AA. Do you think that biogeographers should contribute to conservation in practice, or should research be entirely free of political agendas? Does your research help conservation in practice? Which stakeholder groups are benefiting from your research, and how do you communicate your findings?
PP. I think most would agree that the life sciences should be focussed solely on furthering our understanding of the natural world, without getting caught up in political whims. In practice though, I suspect that research funding and thus publications are to some extent influenced by political trends. At KITE we work in collaboration with East African institutions, and believe that the advancement of African science itself will pay dividends for effective conservation management in the region. We discuss our research with Tanzanian stakeholders, and present our findings both locally in Tanzania, and internationally via journals and conferences.

The general practicality of incorporating new biogeographic findings in conservation work

AA. It is still uncertain to which degree predictive species models are applicable at a local scale. Also, there are necessarily a lot of uncertainties associated with the predictions at all scales. Do you think that the results of these models should nevertheless be communicated to conservation practitioners and potentially influence management decisions? Is there a risk that the validity of these models is over-estimated?
PP. There is a risk, yes. Models, by definition, are not perfect representations of reality, but rather tools for investigating specific aspects of a system. It is up to scientists to communicate their findings clearly and objectively in the literature, but it is the responsibility of conservation practitioners to utilise the clues that models provide responsibly and with the appropriate degree of caution.
AA. Implementing conservation strategies is partly reliant on the support of the public and decision makers. The communication of uncertainty or conflicting messages can be difficult. Do you feel that this aspect of conservation hampers the integration of newer research findings? Do you generally perceive a gap between biogeography science and conservation policy?
PP. I don’t know whether or not this hampers the integration of new research. It shouldn’t.
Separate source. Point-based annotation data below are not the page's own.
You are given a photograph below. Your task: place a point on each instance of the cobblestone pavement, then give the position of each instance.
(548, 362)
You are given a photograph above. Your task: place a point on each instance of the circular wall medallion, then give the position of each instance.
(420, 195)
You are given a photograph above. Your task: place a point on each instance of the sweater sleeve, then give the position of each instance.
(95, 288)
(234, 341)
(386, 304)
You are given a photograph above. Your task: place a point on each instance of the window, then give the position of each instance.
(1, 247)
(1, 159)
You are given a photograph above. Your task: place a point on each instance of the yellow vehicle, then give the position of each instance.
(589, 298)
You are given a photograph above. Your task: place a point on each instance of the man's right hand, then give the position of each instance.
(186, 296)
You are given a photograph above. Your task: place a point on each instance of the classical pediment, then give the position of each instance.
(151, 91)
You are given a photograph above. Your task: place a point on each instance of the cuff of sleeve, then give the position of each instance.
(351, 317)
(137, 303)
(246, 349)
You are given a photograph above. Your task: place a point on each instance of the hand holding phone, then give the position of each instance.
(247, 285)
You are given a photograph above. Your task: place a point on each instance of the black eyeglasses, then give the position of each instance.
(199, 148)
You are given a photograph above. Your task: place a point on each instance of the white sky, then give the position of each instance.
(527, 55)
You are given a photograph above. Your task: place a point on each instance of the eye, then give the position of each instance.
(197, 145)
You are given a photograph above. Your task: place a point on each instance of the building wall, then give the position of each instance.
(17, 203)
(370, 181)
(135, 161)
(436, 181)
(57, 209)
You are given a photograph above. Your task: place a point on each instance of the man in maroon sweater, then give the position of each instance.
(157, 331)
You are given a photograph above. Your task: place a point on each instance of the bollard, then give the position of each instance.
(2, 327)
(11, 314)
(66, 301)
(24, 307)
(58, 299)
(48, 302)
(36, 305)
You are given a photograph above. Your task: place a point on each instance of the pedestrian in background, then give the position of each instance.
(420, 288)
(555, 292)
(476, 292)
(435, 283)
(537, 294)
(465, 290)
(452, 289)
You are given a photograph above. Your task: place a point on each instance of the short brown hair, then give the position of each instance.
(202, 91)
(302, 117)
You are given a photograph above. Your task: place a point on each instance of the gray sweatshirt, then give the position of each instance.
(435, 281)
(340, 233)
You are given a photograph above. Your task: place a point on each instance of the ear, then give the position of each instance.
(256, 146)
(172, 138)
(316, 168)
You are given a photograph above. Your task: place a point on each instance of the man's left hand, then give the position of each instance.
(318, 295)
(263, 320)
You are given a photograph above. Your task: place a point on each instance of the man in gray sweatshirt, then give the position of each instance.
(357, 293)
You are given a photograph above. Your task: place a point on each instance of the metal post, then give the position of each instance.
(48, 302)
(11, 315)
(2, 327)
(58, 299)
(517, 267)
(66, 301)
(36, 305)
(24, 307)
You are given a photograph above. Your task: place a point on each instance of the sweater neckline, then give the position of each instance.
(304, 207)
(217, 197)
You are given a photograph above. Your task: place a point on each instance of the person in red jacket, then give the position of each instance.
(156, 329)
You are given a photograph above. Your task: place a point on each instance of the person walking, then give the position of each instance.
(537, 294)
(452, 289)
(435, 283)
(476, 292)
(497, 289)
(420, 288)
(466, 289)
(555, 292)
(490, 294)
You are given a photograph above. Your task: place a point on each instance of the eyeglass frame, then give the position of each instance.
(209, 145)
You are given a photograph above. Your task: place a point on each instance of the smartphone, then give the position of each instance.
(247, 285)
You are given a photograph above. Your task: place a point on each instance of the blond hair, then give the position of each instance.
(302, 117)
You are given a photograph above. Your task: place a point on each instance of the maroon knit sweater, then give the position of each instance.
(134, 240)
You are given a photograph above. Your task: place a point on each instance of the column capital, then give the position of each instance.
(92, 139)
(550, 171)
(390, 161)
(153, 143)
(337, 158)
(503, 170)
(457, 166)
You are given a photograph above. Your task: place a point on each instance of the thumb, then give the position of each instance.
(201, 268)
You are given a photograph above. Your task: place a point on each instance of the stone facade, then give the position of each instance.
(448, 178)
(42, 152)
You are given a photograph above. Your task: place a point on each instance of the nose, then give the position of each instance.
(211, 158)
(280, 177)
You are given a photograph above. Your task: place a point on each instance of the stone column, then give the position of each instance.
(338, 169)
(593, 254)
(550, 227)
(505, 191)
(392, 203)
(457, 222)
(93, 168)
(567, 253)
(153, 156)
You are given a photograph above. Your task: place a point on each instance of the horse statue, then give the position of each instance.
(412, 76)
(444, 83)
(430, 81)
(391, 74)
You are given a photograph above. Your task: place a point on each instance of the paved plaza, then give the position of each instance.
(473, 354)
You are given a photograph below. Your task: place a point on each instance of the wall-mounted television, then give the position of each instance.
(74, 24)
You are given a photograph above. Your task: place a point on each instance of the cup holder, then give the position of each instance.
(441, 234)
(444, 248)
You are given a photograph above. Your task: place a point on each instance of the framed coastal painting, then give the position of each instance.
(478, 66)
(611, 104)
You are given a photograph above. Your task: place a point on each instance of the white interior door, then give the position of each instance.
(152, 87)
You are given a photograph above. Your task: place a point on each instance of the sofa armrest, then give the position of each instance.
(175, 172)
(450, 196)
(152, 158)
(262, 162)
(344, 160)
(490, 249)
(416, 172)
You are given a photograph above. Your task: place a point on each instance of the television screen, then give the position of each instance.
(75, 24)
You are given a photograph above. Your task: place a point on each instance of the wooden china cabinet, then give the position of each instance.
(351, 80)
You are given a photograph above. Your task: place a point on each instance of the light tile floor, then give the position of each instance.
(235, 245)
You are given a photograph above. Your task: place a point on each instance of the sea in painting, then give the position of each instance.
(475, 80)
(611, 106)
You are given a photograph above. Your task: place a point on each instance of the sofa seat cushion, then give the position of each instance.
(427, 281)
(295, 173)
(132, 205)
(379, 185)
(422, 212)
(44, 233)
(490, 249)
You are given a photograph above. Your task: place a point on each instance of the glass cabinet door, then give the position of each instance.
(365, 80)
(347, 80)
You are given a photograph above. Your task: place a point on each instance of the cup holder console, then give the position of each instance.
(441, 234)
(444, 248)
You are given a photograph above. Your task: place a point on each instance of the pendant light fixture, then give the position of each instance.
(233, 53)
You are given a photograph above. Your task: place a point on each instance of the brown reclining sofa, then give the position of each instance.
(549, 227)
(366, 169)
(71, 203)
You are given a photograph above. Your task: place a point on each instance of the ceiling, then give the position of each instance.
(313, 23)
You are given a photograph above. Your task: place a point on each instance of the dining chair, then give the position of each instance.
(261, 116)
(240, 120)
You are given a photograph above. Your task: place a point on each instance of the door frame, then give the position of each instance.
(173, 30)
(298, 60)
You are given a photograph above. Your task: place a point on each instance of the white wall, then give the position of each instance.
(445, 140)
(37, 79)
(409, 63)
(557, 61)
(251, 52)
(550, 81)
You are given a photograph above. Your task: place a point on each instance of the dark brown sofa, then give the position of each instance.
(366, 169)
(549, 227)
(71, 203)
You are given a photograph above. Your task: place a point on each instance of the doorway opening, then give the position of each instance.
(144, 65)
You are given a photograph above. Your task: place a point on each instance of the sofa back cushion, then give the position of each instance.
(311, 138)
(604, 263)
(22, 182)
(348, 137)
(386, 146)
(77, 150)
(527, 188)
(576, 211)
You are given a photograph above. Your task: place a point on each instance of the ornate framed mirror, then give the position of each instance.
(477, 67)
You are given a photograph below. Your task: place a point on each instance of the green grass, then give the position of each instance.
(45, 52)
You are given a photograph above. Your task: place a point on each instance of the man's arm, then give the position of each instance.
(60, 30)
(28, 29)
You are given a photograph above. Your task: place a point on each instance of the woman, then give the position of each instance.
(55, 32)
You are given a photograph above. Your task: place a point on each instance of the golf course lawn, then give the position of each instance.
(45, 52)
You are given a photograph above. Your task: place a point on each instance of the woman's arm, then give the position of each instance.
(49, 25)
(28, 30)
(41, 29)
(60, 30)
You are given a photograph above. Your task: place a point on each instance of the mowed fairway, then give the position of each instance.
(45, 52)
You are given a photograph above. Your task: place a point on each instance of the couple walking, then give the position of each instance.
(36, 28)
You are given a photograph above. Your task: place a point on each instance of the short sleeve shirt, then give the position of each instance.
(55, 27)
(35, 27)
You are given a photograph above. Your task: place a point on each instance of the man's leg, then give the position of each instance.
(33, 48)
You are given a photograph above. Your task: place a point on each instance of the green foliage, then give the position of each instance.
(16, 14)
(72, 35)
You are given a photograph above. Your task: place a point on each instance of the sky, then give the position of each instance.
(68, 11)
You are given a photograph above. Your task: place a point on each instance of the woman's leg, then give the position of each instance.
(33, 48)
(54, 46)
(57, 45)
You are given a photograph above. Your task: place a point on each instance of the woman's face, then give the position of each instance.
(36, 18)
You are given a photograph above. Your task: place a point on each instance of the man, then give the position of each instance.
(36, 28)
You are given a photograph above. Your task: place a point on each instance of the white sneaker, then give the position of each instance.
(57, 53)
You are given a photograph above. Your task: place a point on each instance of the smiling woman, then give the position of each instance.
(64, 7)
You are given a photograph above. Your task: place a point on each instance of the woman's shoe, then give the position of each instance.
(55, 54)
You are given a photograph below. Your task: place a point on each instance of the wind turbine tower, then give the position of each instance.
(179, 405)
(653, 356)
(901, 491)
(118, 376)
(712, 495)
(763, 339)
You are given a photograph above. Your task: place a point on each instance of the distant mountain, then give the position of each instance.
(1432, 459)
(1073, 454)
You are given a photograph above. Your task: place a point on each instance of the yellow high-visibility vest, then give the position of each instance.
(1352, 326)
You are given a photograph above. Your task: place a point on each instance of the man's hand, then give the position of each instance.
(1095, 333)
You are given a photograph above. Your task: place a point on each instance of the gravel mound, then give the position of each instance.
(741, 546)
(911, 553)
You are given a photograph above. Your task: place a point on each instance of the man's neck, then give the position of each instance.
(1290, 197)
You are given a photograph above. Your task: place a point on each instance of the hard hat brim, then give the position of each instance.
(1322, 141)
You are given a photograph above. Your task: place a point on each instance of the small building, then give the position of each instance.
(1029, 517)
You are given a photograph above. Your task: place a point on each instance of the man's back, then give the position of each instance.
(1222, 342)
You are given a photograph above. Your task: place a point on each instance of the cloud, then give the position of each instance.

The way in which uncertainty and ongoing scientific debate ought to be communicated for political and/or conservational ends is not something I feel qualified to comment on.

AA. Conservation planning needs long-term strategies. Do you perceive a gap between the comparatively rapid development and sophistication of tools such as species distribution models in science and their acceptance in the conservation world?
PP. Probably there is, yes, though I think it’s debatable whether or not this should be considered a bad thing. Techniques for estimating species distributions are developing quickly, and receive their fair share of criticism (and praise). One the one hand, the lag between scientific advances and their acceptance in conservation allows time for their validity to be challenged and defended – an important process that ultimately increases their worth. On the other, conservationists and policymakers must utilise all the knowledge and resources at their disposal if the world’s ecosystems are to be properly conserved and managed.
Model design requires an idea of how the underlying processes function, empirical and experimental data, and of course the guidance of experts in the relevant fields. Criticising simple distribution models for, say, omitting community interactions is sort of missing the point in my view: just because a model can’t tell us everything, that’s not to say it can’t tell us anything.